Les matières premières viennent bousculer l’équation
Le magazine d’analyses économiques et politiques de Washington Foreign Policy a tenu à rebondir sur l’annonce du New York Times faisant état dans son édition du 14 juin dernier de « la découverte par des géologues américains en Afghanistan d’immenses gisements de fer, de cuivre, d’or, de cobalt, de pierres précieuses et de lithium, essentiel pour produire les batteries de téléphones mobiles et ordinateurs portables ». Les spécialistes en conviennent : Ces ressources, estimées à 1.000 milliards de dollars, pourraient changer la face de l’Afghanistan si elles étaient exploitées à bon escient, pour peu que le pays ne succombe pas à « la malédiction des matières premières » qui mine des Etats comme la république démocratique du Congo ou la Bolivie. De plus, comme Foreign Policy l’évoque, les retombées ne seraient pas perceptibles de sitôt, « car même en temps de paix les projets miniers ne se concrétisent parfois pas avant une décennie ».

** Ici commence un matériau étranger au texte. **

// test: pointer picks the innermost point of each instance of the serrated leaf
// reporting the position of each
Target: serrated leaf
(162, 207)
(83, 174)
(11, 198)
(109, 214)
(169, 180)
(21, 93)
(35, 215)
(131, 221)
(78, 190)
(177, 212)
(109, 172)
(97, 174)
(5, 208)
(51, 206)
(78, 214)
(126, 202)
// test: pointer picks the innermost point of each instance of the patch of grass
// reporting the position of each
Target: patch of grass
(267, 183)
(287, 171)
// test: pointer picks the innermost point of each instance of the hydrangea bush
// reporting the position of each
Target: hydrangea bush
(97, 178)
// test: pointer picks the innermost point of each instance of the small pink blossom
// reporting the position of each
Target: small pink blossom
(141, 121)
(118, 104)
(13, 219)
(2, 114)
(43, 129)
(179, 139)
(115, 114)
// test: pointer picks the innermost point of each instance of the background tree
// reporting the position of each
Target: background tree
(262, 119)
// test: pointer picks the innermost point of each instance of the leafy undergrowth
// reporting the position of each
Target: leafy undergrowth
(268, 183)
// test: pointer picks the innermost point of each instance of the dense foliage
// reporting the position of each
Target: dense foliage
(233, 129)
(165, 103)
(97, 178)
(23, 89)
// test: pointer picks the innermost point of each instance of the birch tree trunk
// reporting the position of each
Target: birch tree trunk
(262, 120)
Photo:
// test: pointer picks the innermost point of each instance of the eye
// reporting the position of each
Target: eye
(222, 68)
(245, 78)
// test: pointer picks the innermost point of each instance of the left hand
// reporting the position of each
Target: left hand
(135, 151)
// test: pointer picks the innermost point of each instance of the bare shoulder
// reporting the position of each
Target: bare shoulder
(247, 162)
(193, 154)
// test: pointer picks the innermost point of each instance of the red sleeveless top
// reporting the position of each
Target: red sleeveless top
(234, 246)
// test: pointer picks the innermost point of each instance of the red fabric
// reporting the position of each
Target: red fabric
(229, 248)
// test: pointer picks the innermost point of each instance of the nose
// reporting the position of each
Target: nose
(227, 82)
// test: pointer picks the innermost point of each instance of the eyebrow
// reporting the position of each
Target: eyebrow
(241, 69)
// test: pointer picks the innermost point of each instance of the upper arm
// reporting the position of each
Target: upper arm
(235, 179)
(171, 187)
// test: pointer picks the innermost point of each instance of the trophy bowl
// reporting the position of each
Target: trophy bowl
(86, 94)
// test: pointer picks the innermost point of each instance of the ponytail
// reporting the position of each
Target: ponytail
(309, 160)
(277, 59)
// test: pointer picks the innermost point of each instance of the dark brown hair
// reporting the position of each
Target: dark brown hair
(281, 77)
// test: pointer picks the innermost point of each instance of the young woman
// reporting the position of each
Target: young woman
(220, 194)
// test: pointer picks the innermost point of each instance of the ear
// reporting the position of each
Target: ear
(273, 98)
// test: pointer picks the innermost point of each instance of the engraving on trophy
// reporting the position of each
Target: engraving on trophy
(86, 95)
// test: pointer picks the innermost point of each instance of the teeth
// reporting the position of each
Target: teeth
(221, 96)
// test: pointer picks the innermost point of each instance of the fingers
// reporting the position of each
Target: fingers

Le quotidien Asia Times en est conscient : « Même si le Pentagone espère que ces ressources minérales changeront la face de l’Afghanistan pour en faire un pays industriel et moderne, il faut avant tout développer les infrastructures ». La version en ligne du journal précise par conséquent que la Chine est sur les rangs pour « établir des liaisons routières et ferroviaires solides avec l’Afghanistan à l’image de la ligne Shirkhan-Bandar-Kondoz-Mezare-Sharif-Herat qui pourrait relier la première puissance d’Asie à l’Afghanistan en traversant le Tadjikistan ». Un autre problème réside dans le degré de corruption du pays. Conrad Schetter, du Centre de Recherche pour le développement à Bonn, en Allemagne, précise ainsi que « l’Etat de droit y est minimal » en ajoutant que « de grandes entreprises installées en Afghanistan pourraient dilapider une grande partie de la manne au détriment des caisses de l’Etat et de la population locale. Les projets, détournés, pourraient engendrer une escalade de la corruption et du clientélisme ». Mais bien que l’administration afghane figure déjà parmi les plus inefficaces de la planète, les revenus générés par les matières premières pourraient, à en croire Foreign Policy, « aider l’Etat à se passer de l’aide internationale, qui couvre pour l’heure 70% de son budget, pour peu qu’un contrôle international se mette en place à Kaboul ».